Dewey Watch: What about the Colleges?
I’ve always been concerned about a disconnect between my college teaching and the Deweyan ideals I have in mind. I open every semester by telling the students that I want the course to be a dialogue, but if the students don’t feel like talking on a given day, things veer more toward monologue. (And in weeks like this, where I’m fighting a cold and losing my voice, that’s decidedly not good.) I use various assignments and examples to try to help students make the connections between philosophical texts and the contemporary world, but I’m not sure if it always clicks. I’ve really been thinking about this a lot since I started taking the education courses – in a fairly Deweyan way, they’ve been helpful in getting me to think about ways to implement some of the ideas I’ve absorbed from books like Democracy and Education.

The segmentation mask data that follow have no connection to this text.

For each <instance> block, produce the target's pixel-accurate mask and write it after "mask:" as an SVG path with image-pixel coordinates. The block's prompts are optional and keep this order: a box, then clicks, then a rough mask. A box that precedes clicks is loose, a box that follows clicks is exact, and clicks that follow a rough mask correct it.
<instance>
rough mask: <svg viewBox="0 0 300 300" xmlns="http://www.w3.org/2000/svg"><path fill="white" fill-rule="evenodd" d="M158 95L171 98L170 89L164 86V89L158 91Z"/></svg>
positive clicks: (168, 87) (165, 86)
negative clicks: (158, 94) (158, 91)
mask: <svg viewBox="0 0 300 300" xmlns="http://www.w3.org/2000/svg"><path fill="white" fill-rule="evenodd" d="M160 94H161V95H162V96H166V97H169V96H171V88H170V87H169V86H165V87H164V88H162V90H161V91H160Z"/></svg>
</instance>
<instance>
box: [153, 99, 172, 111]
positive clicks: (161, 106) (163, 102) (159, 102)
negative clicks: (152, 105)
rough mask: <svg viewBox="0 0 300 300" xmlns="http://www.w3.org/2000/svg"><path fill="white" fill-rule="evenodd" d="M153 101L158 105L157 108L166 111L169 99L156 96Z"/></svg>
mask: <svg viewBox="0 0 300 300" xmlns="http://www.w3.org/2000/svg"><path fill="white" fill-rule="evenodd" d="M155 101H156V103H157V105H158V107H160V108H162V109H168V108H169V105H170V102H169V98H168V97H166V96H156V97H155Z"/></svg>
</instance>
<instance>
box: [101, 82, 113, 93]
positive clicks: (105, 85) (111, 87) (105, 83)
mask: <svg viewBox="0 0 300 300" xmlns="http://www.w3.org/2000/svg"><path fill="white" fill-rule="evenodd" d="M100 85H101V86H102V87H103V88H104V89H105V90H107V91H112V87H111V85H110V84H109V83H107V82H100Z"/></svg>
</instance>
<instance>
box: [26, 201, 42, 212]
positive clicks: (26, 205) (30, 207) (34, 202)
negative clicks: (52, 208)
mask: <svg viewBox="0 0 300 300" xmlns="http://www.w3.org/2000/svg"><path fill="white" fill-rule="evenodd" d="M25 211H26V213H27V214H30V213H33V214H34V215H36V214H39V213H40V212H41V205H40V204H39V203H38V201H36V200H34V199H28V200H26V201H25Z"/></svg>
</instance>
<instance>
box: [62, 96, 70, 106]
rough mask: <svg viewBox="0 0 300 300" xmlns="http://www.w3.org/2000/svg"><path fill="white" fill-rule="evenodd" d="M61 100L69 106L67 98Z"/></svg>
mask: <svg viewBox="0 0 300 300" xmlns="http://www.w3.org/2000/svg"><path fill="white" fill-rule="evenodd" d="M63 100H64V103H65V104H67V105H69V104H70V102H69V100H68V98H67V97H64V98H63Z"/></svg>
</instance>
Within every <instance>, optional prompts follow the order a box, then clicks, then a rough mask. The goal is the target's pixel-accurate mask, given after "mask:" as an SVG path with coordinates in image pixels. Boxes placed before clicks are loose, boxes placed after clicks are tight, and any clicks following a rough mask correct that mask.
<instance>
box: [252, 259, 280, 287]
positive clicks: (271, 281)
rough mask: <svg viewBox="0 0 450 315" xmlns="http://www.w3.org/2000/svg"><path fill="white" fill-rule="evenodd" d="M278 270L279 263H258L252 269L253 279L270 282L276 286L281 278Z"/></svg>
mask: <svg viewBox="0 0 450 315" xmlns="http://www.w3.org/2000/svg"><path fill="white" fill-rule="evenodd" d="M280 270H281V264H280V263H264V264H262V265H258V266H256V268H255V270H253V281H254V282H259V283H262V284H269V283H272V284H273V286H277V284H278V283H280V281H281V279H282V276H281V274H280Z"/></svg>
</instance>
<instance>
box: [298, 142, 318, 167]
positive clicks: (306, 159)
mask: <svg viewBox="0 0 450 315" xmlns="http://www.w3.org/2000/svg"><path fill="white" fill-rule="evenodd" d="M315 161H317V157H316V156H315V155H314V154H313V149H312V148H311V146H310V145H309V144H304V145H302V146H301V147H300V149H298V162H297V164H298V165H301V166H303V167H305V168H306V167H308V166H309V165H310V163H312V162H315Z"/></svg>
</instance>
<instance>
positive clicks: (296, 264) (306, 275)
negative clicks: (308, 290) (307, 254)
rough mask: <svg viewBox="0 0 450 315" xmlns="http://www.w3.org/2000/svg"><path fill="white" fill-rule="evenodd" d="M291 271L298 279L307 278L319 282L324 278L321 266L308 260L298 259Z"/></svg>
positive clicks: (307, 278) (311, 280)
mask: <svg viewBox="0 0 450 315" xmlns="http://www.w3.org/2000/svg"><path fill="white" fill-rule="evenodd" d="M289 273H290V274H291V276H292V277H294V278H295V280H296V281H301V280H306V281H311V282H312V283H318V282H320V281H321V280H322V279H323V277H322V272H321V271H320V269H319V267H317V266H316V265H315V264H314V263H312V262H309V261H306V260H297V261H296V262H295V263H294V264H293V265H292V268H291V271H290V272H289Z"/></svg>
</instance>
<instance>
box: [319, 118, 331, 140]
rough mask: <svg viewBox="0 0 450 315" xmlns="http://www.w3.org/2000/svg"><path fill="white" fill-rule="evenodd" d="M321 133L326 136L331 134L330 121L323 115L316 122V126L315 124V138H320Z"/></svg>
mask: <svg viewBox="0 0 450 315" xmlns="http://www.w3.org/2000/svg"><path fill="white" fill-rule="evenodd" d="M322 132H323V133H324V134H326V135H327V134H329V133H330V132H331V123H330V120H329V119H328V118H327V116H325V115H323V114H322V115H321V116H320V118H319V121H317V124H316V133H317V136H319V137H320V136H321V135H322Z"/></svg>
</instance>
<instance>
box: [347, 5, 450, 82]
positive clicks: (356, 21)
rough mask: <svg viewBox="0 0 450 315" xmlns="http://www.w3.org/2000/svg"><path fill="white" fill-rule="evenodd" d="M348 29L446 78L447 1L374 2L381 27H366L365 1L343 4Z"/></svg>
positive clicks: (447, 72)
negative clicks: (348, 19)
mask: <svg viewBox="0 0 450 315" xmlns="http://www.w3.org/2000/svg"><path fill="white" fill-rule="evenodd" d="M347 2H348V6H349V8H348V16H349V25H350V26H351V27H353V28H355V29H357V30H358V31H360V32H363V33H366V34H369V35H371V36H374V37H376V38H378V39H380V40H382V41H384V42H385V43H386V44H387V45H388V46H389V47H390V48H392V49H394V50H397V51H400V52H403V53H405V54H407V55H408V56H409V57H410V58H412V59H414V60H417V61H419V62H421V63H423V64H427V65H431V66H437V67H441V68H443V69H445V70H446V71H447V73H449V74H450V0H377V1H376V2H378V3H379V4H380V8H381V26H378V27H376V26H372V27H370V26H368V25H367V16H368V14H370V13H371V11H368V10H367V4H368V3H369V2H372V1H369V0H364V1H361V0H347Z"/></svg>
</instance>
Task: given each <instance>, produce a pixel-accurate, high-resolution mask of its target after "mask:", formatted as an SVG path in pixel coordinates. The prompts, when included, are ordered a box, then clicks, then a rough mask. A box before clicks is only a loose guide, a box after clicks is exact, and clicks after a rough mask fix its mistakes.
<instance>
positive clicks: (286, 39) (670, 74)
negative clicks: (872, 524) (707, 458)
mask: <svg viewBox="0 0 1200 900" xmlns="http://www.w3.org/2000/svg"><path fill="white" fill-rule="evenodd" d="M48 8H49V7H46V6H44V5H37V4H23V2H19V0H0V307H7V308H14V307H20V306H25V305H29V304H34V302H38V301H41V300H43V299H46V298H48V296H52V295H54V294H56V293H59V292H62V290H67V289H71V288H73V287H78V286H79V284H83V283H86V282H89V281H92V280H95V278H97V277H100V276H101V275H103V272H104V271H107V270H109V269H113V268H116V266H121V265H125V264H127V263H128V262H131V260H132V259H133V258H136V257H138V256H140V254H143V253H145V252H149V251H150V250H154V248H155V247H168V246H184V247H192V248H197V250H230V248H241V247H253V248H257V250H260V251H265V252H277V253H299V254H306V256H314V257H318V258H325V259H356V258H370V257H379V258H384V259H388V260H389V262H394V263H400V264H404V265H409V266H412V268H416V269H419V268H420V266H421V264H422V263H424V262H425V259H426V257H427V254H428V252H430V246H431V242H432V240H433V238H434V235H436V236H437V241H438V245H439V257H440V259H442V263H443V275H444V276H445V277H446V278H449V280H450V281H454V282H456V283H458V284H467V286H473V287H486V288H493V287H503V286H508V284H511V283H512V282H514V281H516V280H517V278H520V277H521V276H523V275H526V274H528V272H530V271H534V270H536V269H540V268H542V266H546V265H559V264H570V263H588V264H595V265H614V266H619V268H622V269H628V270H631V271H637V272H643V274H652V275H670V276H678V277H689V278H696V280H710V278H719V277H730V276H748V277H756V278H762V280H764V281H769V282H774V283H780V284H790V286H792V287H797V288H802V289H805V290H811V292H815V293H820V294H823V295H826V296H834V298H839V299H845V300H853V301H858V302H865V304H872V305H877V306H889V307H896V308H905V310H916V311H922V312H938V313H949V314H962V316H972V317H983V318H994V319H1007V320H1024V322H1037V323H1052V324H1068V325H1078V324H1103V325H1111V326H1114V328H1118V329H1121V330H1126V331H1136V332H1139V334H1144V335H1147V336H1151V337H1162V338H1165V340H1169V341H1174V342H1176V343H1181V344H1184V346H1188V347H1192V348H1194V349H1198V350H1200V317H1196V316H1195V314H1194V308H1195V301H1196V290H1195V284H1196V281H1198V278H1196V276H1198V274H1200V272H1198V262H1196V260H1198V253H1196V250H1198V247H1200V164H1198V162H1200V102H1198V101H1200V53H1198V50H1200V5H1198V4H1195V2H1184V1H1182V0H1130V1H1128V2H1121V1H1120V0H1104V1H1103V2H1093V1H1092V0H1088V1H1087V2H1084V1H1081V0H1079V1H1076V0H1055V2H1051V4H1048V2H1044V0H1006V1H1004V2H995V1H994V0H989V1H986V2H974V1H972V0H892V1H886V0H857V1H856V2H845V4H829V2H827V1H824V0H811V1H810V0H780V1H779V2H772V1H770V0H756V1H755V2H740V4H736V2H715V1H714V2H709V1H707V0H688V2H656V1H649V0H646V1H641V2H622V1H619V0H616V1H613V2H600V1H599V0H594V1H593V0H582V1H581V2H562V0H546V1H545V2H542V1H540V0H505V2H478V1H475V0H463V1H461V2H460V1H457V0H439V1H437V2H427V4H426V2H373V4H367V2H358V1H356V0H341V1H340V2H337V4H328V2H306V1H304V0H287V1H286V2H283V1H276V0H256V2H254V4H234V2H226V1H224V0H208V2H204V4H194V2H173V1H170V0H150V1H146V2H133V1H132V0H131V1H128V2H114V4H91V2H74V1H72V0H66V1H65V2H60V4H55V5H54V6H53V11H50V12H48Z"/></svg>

In light of those concerns, I think this essay in the Harvard Crimson is a well-done use of Dewey to criticize the reading/lecture approach that marks so much of higher education. Here’s the closing paragraph, but I’d say the whole thing is worth a read:
It is a telling truism about undergraduate life at Harvard that we learn more from our fellow students than we do in class. It certainly describes my experience, particularly when assessed against the classes I took in the Core. However, it is not simply that peer learning often trumps academic learning, but that the two so frequently exist in entirely separate spheres. A truly revitalized undergraduate education would adopt methods that more strongly involve undergraduates as collaborators in each other’s educations; to this end, the Task Force on General Education’s final report should mark the start of a larger conversation about how Harvard can ensure that its teaching methods are every bit as enlightened as the canon of knowledge it endorses.